Las herencias

Elvira Navarro

Elvira Navarro

Si hace unos días, antes de la muerte de Almudena Grandes, alguien me hubiera dicho que me iba a pasar las noches escuchando su voz antes de dormirme como si fuera una nana, le habría mirado como si estuviese loco. Sin embargo eso hago: busco en Youtube entrevistas suyas, charlas, sus intervenciones en festivales, y la escucho un rato, tratando de calibrar quién era y de qué manera nos acompañó tanto a todos, incluso a quienes, como yo, hace tiempo que dejamos de leerla y nunca la leímos demasiado bien —tampoco soy capaz de querer a Galdós como se merece—.

En España siempre hay revuelo en torno a Galdós: para unos refleja como nadie el país y reivindican su estilo cercano, para otros se trata de una rémora por su simplicidad, asumida como ramplonería, y su convencionalismo formal. Este revuelo lo heredó Grandes junto con el magisterio de su maestro. A ambos se les ha denostado tanto como ensalzado; señal, por cierto, de que hay algo muy vivo aún en esa manera de contar historias.

En la literatura también existen trincheras, a menudo tontas, porque uno no elige el tipo de escritor que es. No hay una poética por voluntad propia, sino una posterior elaboración (a menudo justificativa y despreciativa de las otras: ¡no saben hacer novelas y los lectores se equivocan!). Además, militar en una estética es limitar la visión: un experimentalista puede llegar adonde no lo hace un naturalista y viceversa. Por no hablar de que el mundo tiene tantas lecturas que reducirlas a una sola forma o negarse a entender por qué una manera de contar subyuga a tantos lectores (o al contrario: por qué resulta difícil y sin embargo merece la pena) es pueril.

En realidad, miento un poco cuando digo que no leí bien a Almudena Grandes: Las edades de Lulú la devoré durante la adolescencia, ese periodo en el que los libros nos marcan a fuego, cuando lo que cae en nuestras manos se asimila como rito iniciático: ya sólo por eso mi agradecimiento es eterno. Sin embargo luego ya no pude seguirla.
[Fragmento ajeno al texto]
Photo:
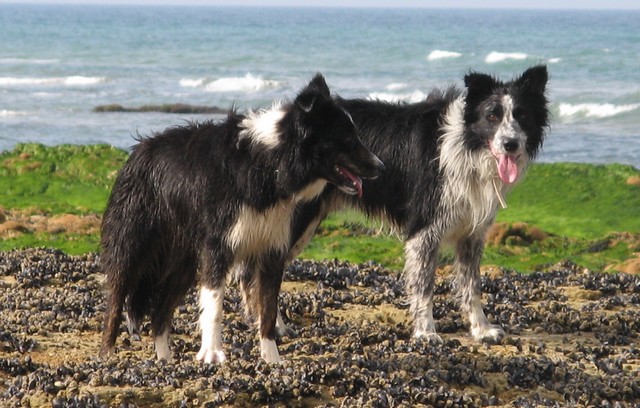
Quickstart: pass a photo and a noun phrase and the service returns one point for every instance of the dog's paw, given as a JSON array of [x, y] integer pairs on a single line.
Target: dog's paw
[[488, 334], [285, 331], [431, 337], [211, 356], [269, 351]]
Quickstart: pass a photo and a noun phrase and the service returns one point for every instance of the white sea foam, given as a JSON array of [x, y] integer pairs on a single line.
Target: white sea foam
[[247, 83], [4, 113], [495, 56], [441, 54], [395, 86], [595, 110], [193, 83], [28, 61], [67, 81], [415, 96]]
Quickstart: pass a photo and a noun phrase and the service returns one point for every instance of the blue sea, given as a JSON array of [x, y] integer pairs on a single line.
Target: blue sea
[[58, 62]]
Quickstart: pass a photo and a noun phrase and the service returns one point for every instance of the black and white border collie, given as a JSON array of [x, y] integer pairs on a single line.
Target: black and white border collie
[[198, 202], [449, 160]]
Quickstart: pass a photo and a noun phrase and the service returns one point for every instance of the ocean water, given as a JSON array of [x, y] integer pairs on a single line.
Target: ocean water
[[58, 62]]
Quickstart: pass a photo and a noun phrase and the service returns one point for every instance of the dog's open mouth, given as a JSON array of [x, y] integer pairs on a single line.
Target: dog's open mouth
[[350, 183], [507, 165]]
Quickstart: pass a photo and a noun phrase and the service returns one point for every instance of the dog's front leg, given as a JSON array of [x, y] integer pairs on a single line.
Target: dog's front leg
[[211, 302], [421, 259], [468, 288]]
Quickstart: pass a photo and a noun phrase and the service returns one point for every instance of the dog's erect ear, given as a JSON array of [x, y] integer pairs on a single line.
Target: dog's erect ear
[[478, 85], [306, 100], [317, 88], [534, 79], [320, 84]]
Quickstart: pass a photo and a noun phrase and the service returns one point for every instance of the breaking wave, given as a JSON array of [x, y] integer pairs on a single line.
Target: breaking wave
[[495, 56], [247, 83], [74, 80], [595, 110], [441, 54]]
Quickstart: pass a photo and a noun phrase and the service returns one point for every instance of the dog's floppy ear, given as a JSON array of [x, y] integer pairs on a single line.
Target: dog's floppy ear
[[317, 88], [534, 79]]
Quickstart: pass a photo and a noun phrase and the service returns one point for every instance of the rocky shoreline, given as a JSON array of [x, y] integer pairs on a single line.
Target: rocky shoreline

Reconozco que me escuece. No suelo fustigarme cuando no logro entrar en algún clásico o contemporáneo sobre el que hay consenso crítico. Pero con Galdós, el clásico, y con Almudena Grandes, la contemporánea que fue ganándose también a la crítica (porque al público siempre lo tuvo), sí me he fustigado. Soy española y no se me escapa el peso de ambos en nuestro país. Un peso a muchos niveles, pero especialmente a la hora de entender su sentimentalidad. Los artículos que de tanto en tanto salen contra la estética galdosiana en realidad sólo confirman su vigencia, y también que es imposible salirse de las propias herencias: el rechazo es una forma de asunción, aunque en negativo. Lo que hay detrás no es algo meramente literario (nada es, en literatura, solo literario). Y desde los tiempos de Edipo rey sabemos que lo que negamos o simplemente no vemos nos constituye quizás de manera más decisiva que lo que creemos ser o ver.  
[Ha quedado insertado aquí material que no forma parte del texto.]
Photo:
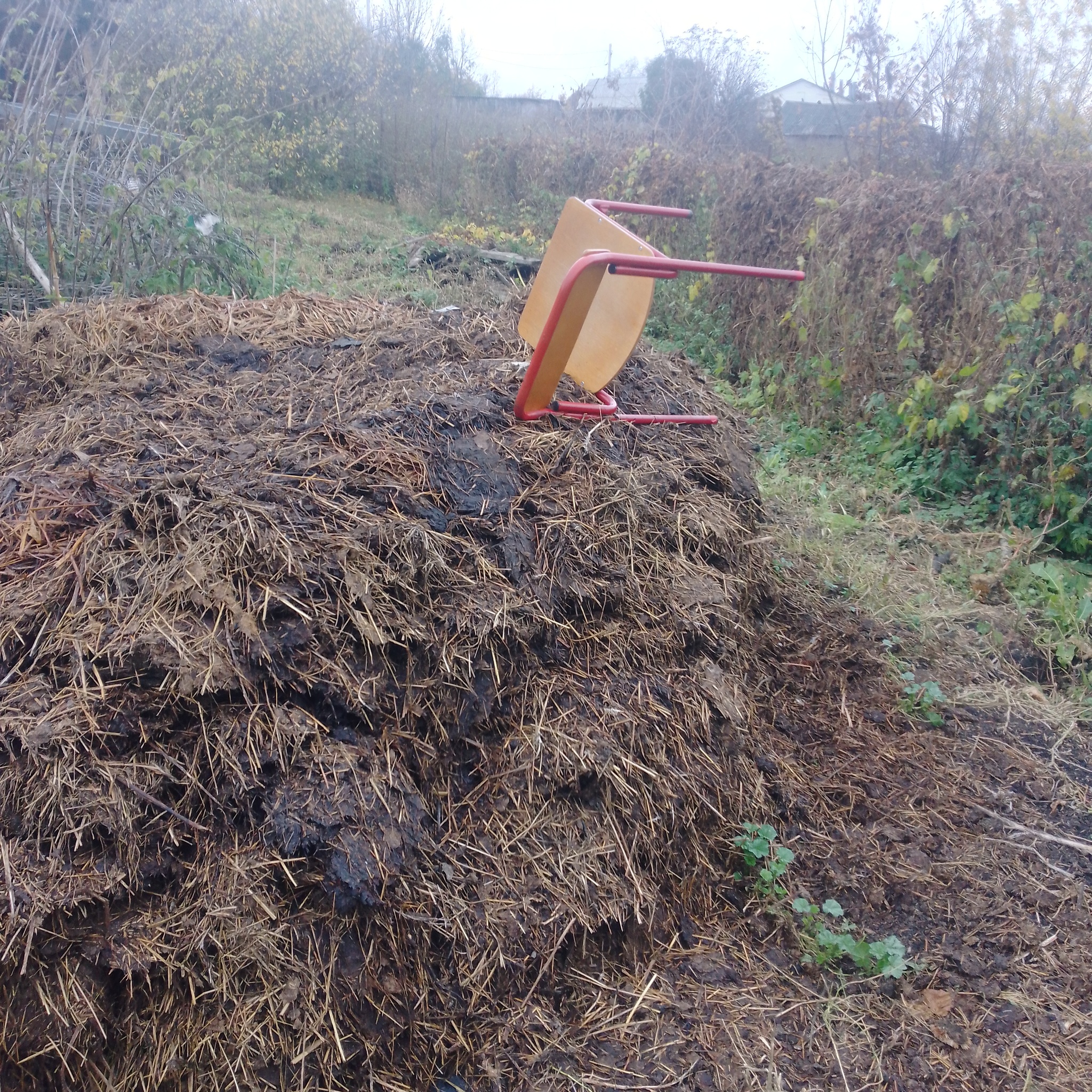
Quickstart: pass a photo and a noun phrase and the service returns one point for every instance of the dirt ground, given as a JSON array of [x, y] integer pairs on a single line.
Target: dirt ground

Y en fin, y aunque sea un poco raro, esto que he escrito es un homenaje a alguien que primero fue importante para mí como escritora y luego como referente público. De un modo u otro, nunca dejé de admirarla. En sus artículos y charlas siempre fue pertinente y rigurosa. Y además manifestaba cercanía, buen humor, comprensión y respeto hacia todos, que es algo que en esta sociedad empieza a faltar de manera clamorosa. Ha sido emocionante ver cómo la despedían con admiración y verdadero cariño no sólo quienes estaban literaria o políticamente cerca de ella, sino también los que no.
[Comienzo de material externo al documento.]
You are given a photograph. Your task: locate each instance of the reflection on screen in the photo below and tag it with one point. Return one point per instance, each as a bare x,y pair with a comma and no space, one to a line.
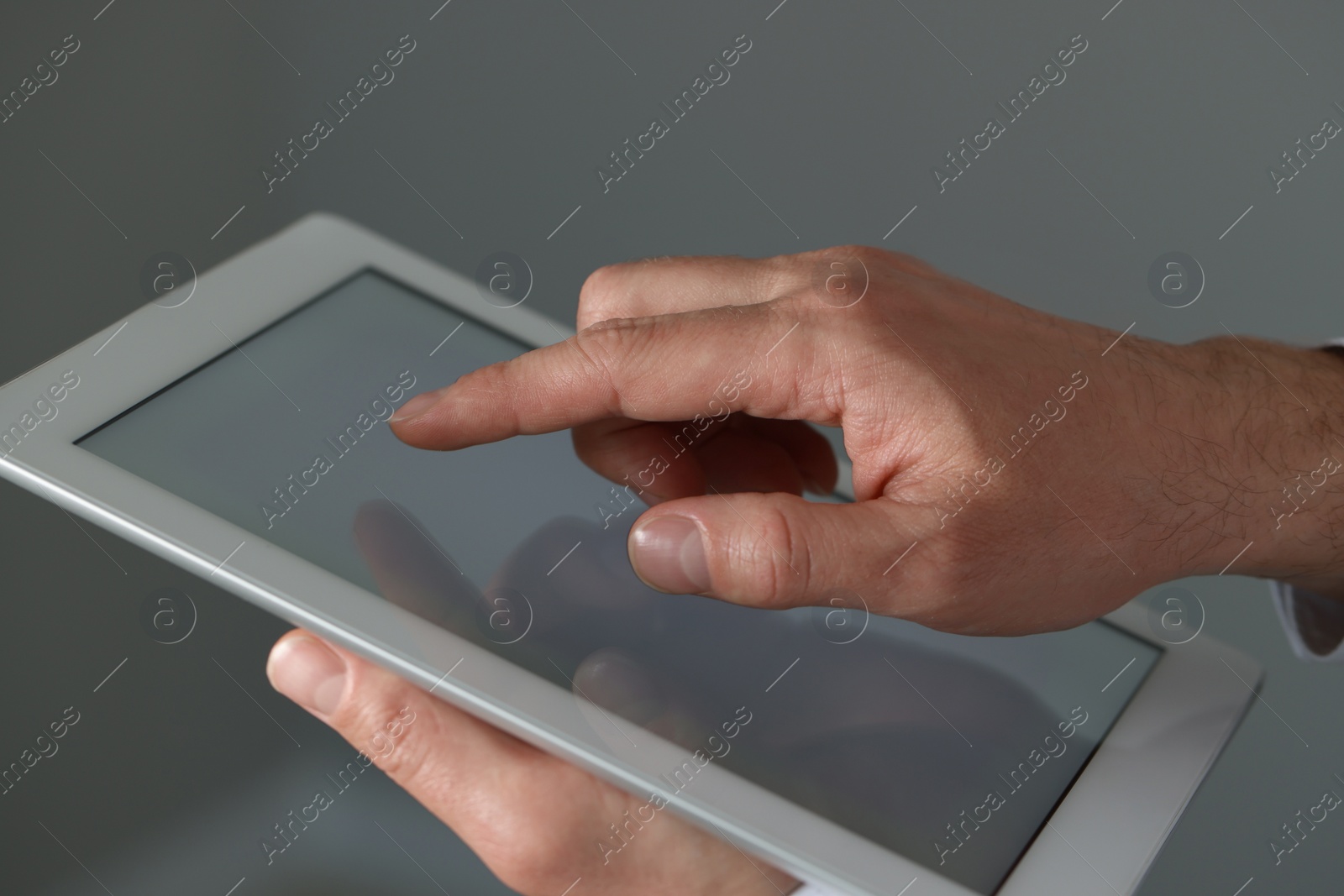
948,750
Cuando alguien ha sido importante de verdad, su estela alumbra lo bueno que aún somos. La muerte de Almudena Grandes nos recuerda que nuestra sociedad está dispuesta a dialogar, a reconocer al otro más allá de la cortedad de miras y la pequeñez de espíritu de los políticos que le han negado su nombramiento como Hija Predilecta de Madrid, una ciudad que ella quiso tanto, y que tanto le debe.